Et "à court et moyen terme, une révision à la hausse de l’Ondam hospitalier et médico-social sera nécessaire", affirme également Zaynab Riet qui précise que la FHF "travaille à des estimations du surcoût, dont le montant se révèle extrêmement important".
La FHF milite aussi pour que les pertes de recettes diverses (chambres particulières, parking, prestations) soient prises en compte "dans l’analyse de la situation financière des établissements et dans la prise en charge des surcoûts de la crise actuelle".
Concernant les crédits alloués par les organismes bancaires, "nous souhaitons qu’un suivi soit assuré au plus près et que l’Etat se pose en garant partout où cela est nécessaire", ajoute sa déléguée générale.

Réaménagement d'obligations administratives et fiscales

Sur la simplification et l’aménagement des obligations administratives et fiscales qu'ont les établissements, Zaynab Riet fournit une liste de plus de 60 obligations dont la FHF réclame le "réaménagement".

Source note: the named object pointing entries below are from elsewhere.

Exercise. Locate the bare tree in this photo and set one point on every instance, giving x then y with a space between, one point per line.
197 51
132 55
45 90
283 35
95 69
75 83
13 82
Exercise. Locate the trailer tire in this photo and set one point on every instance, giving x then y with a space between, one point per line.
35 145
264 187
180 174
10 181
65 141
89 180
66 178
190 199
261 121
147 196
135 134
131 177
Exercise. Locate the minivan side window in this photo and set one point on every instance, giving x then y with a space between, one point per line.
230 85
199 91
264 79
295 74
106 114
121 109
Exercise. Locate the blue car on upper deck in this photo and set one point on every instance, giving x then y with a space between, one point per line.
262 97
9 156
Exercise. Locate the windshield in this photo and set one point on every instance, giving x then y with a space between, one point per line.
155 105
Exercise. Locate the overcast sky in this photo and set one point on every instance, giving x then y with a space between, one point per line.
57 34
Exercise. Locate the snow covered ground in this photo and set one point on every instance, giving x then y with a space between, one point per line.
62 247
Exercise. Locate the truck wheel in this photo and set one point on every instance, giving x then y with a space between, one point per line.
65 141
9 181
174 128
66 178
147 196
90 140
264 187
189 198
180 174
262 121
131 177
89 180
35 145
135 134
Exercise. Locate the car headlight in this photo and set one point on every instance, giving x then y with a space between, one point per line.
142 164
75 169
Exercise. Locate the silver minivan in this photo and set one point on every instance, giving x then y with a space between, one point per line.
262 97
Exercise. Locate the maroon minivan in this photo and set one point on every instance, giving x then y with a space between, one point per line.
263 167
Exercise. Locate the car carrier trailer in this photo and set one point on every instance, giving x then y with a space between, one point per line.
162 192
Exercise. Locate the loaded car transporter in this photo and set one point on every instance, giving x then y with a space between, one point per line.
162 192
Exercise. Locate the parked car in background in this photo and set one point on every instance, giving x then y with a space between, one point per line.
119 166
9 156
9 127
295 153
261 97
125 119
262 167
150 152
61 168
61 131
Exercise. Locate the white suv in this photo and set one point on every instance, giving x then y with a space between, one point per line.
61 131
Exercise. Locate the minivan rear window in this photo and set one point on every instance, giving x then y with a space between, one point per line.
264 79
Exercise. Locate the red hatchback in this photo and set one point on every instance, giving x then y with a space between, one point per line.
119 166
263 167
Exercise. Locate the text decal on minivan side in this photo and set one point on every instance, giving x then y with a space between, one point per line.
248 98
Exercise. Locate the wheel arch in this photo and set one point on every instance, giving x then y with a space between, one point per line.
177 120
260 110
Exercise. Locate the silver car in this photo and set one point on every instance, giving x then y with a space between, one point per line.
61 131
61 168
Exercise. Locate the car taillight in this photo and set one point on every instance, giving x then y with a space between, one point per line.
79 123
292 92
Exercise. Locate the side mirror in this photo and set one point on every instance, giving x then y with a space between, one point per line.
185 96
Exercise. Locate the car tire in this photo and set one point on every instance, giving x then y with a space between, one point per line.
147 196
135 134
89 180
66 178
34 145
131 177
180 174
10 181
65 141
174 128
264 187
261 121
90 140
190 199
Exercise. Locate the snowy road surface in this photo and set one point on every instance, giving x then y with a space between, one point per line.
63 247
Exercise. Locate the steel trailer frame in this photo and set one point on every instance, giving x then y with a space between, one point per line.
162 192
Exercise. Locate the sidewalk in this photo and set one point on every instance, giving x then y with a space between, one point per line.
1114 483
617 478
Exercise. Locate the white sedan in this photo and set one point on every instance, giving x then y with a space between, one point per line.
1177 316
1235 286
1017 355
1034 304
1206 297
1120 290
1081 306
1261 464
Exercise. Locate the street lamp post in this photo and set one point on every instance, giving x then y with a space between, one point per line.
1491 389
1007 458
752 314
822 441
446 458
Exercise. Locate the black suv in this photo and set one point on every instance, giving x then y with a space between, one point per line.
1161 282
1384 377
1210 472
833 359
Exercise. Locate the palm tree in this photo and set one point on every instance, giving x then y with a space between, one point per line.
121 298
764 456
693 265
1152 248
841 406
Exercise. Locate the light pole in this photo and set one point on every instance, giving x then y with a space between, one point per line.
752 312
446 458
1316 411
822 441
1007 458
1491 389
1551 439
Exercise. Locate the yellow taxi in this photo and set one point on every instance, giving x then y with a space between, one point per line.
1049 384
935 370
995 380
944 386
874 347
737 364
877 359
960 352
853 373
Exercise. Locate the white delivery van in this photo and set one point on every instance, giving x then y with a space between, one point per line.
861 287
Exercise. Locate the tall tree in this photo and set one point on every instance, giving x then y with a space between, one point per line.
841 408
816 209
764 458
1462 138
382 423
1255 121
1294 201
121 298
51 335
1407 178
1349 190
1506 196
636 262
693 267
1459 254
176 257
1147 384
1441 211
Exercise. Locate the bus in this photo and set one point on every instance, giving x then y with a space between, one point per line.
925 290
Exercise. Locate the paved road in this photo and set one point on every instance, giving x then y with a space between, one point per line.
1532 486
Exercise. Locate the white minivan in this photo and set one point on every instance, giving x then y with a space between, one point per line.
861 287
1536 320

"Nous demandons l’annulation ou le report sur le dernier quadrimestre 2020, sur 2021, voire 2022 selon les cas de ces procédures et déclarations", annonce-t-elle.
"De façon générale, une attention particulière et prioritaire doit être portée aux établissements situés au coeur des zones en tension dans la prise en charge des patients affectés par le [coronavirus] Covid-19", alerte-t-elle.